Надеждин: Наркоманов стало меньше, кстати сказать. Мне кажется, ему надо стать мягче, что ли.

Кремер: Он перегибает палку?

Надеждин: Мне кажется, да.

Кремер: Сегодня появилось сообщение Минздрава России, что негосударственные центры по реабилитации наркоманов не должны заниматься лечением. Что вы думаете по этому поводу?

Надеждин: У нас нет принудительного лечения. Негосударственные центры лечением заниматься не должны, они должны заниматься реабилитацией.

Кремер: У нас официально нет принудительного лечения, или у нас его нет по факту?

Надеждин: У нас его нет официально, его нет по факту. У нас нет лечения по приговору суда. Что такое принудительное лечение? У нас его нет законодательно и по факту.

Кремер: По факту, существуют ли какие-то центры, в которые я, как родитель наркомана, могу прийти, написать заявление и сказать: пожалуйста, задержите моего ребенка.

Надеждин: Это преступление.

Кремер: Но такое существует?

Надеждин: Такой вид преступлений – да.

Кремер: Насколько часто это происходит в нашей стране?

Надеждин: Это происходит, и, как правило, этим грешат негосударственные лечебные учреждения.

Кремер: Есть ли эффект от такого насильственного удержания людей в попытке их вылечить?

Надеждин: Иногда такой эффект бывает. Но когда мы будем говорить о массовости этой практики, я думаю, что эффекта не будет. У нас была массовая практика недобровольного лечения больных алкоголизмом и наркоманией в Советском союзе, она имела определенные социальные результаты, но говорить о ее значимой медицинской эффективности мы не можем.

Кремер: Вчера главный нарколог России Евгений Брюн заявил, что в наркотизации России виновна группа The Beatles.

Надеждин: Это мнение главного нарколога России Евгения Брюна.

Кремер: Вы же тоже занимаетесь этой проблемой. Как вы относитесь к этому мнению?

Надеждин: Я никогда не сопоставлял группу The Beatles и потребление наркотиков в Российской Федерации. Подчеркну, это мнение главного нарколога России Евгения Брюна.

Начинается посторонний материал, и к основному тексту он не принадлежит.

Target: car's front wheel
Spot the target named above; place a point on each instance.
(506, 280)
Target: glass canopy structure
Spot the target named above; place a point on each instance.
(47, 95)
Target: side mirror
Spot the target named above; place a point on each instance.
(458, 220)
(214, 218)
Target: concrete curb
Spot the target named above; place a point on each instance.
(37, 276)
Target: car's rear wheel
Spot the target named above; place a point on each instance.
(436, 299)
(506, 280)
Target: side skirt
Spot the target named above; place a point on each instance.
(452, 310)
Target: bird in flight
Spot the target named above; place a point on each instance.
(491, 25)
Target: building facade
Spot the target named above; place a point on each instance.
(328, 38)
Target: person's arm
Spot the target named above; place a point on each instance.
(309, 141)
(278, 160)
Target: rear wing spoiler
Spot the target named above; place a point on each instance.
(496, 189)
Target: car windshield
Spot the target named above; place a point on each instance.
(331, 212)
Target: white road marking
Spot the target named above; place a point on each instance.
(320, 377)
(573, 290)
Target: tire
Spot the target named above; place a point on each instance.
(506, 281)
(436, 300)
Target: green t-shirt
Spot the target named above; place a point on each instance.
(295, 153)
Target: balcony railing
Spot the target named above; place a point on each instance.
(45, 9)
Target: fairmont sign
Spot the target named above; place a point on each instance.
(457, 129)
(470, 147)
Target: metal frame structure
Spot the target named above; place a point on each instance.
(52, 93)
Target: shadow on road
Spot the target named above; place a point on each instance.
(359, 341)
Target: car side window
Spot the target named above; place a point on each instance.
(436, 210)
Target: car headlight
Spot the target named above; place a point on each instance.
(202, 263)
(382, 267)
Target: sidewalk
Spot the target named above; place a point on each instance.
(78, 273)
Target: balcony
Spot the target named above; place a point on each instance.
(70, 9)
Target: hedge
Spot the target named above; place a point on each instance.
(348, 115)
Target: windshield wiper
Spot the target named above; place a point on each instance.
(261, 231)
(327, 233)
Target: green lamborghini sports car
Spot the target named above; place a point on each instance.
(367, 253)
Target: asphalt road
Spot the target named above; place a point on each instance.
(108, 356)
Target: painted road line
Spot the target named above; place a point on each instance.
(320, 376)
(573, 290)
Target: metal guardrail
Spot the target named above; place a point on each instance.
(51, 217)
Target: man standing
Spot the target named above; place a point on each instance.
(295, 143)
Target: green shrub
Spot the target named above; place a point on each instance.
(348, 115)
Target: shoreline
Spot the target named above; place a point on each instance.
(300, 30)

Кремер: Я часто читаю о том, что распространение наркомании в нашей стране – это происки каких-то зарубежных стран, которые пытаются повлиять на нашу страну, это такое нападение извне. Что вы по этому поводу думаете?

Надеждин: Конспирологическая практика вообще очень привлекательная штука. С одной стороны, иногда здесь перегибается палка, и конспирология бывает избыточна. Наркотики хлынули в страну, потому что были разрушены привычные барьеры, было сломлено предшествующее общество. С другой стороны, наркотики используются для достижения политических, идеологических и даже военных целей. Мы помним опиумные войны, сознательное ослабление Китая и огромный экспорт опиума, который вела Ост-индская компания в Китае. Такие исторические прецеденты есть, поэтому в конспирологической точке зрения тоже есть истина.

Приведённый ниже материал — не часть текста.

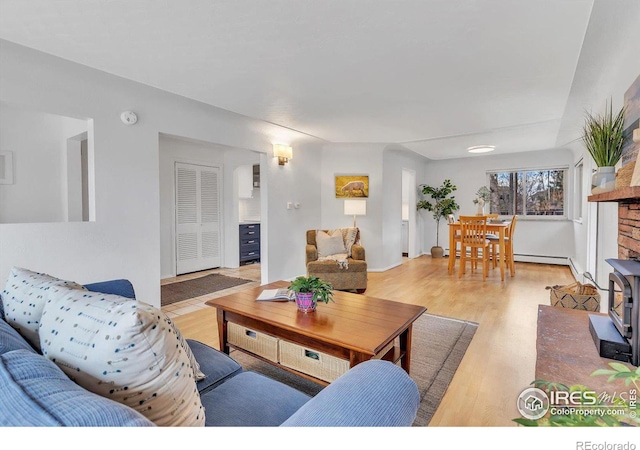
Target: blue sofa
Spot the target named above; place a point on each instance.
(35, 392)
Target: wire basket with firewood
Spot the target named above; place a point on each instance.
(575, 296)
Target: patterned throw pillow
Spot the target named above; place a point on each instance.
(124, 350)
(24, 296)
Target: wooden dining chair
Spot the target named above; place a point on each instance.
(508, 243)
(473, 238)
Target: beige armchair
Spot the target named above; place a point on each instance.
(354, 277)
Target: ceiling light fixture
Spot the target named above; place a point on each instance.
(481, 149)
(283, 152)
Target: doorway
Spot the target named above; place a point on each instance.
(197, 215)
(408, 213)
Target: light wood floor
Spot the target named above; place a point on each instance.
(500, 362)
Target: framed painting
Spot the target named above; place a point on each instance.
(349, 186)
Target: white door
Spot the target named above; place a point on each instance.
(197, 218)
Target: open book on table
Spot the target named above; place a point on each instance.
(276, 295)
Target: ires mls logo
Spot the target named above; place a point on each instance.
(533, 403)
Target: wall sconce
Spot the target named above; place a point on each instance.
(355, 208)
(283, 152)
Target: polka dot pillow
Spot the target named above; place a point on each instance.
(124, 350)
(24, 296)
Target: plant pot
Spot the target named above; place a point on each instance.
(603, 180)
(305, 303)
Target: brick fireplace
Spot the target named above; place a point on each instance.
(628, 200)
(629, 229)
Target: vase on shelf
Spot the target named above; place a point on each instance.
(603, 180)
(305, 302)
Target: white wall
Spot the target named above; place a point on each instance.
(124, 239)
(298, 181)
(395, 161)
(608, 65)
(534, 238)
(38, 141)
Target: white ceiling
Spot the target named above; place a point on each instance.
(434, 75)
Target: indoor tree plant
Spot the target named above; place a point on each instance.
(603, 135)
(441, 205)
(309, 291)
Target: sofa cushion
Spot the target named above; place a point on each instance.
(125, 350)
(24, 296)
(35, 392)
(10, 339)
(120, 287)
(215, 365)
(250, 399)
(330, 243)
(124, 288)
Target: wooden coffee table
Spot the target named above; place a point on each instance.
(321, 345)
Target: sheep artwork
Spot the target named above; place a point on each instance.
(351, 188)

Кремер: Вы согласны с тем, что некоторые опасности извне существуют, и это некоторая намеренная акция каких-то людей?

Надеждин: Нет, я с этим не согласен.

Кремер: Но вы сказали, что это имеет право на существование.

Надеждин: Я сказал, что такая точка зрения имеет право на существование.

Кремер: Кто на самом деле виноват в той ситуации, которая сейчас сложилась с наркотиками в нашей стране?

Надеждин: Никто, мы просто переняли тот общий мировой тренд, который существовал в мире. Когда Советский союз был разрушен, когда прежняя система правоохранительных органов перестала функционировать, когда существующее законодательство повисло в воздухе, были отменены основные положения, которые препятствовали развитию той ситуации, которую мы имеем, у нас случился огромный всплеск потребления наркотиков. Причем, если западное общество было к нему готово, у них это развивалось достаточно эволюционно – выработался и иммунитет у населения, и умение государственных и общественных структур реагировать и бороться с этой проблемой, то у нас не было ничего, мы оказались абсолютно беззащитны и растеряны.